BERNARD CLAVEL OU L’HUMANISME DE L’ACTUALITE …

Bernard Clavel (1923-2010) était un conteur et un littérateur hors pair, auteur d’une pléthore d’ouvrages dont j’étais fidèle lecteur. Touche à tout et curieux, il a publié dans de nombreux domaines de la littérature et fait aussi –durant sa vie – presque tous les métiers. Cependant, un livre atypique de son oeuvre m’a été donné de lire récemment, inspiré d’un tableau de Bruegel Le massacre des innocents dans lequel un village flamand est livré à la barbarie de soldats chargés de massacrer tous les enfants nouveau-nés de sexe masculin…

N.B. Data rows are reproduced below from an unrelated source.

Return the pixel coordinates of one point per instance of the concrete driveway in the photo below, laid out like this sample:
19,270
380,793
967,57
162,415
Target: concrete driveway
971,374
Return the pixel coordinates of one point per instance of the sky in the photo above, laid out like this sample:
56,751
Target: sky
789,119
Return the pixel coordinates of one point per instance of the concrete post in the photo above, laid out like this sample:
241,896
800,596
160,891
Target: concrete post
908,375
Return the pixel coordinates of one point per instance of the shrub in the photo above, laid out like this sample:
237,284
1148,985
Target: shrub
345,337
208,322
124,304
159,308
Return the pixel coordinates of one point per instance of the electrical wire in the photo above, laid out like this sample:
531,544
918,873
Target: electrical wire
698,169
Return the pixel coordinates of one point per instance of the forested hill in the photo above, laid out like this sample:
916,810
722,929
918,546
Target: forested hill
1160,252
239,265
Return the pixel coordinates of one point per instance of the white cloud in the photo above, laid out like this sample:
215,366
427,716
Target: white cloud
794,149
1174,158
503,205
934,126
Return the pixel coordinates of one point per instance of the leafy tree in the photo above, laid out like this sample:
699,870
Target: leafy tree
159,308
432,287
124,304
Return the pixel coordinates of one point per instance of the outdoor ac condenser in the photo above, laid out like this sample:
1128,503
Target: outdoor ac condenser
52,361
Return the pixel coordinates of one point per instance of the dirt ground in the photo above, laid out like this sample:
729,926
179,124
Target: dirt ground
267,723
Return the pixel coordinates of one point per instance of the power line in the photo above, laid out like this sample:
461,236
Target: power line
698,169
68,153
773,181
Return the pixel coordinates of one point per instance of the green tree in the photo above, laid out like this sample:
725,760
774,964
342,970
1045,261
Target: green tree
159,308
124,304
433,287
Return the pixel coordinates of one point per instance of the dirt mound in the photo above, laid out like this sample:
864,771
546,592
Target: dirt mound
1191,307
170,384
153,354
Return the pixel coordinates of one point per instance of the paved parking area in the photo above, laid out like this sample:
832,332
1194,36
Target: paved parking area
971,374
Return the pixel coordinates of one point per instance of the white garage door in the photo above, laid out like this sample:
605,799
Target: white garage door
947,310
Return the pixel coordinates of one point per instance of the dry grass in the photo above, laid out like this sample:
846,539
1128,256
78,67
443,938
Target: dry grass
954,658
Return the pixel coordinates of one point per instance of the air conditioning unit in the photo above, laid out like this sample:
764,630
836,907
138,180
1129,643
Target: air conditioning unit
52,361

Cet ouvrage, paru en 1970, rend hommage à l’association Terre des hommes et à son fondateur Edmond Kaiser, pharmacien à Lausanne. C’est une ode à l’amour, au respect de l’enfant et un cri contre le nucléaire, décidément l’histoire semble poursuivre sa boucle infernale, jusqu’à se mordre le queue…Bernard Clavel était un humanisme, écrivant avec justesse : Savoir rester un enfant et avoir la force d’un homme, c’est le secret de la réussite. Quelle beauté et lucidité dans ses mots qui nous touchent encore. Et de rajouter : Depuis l’enfance, j’ai toujours eu besoin de guides, et c’est peut-être parce que je ne me suis jamais évadé de l’enfance que je continue sans cesse de les appeler à moi. Merveille de cette littérature qui aime tant l’être humain, Clavel rappelant qu’il y a encore des pays où les hommes savent s’embrasser.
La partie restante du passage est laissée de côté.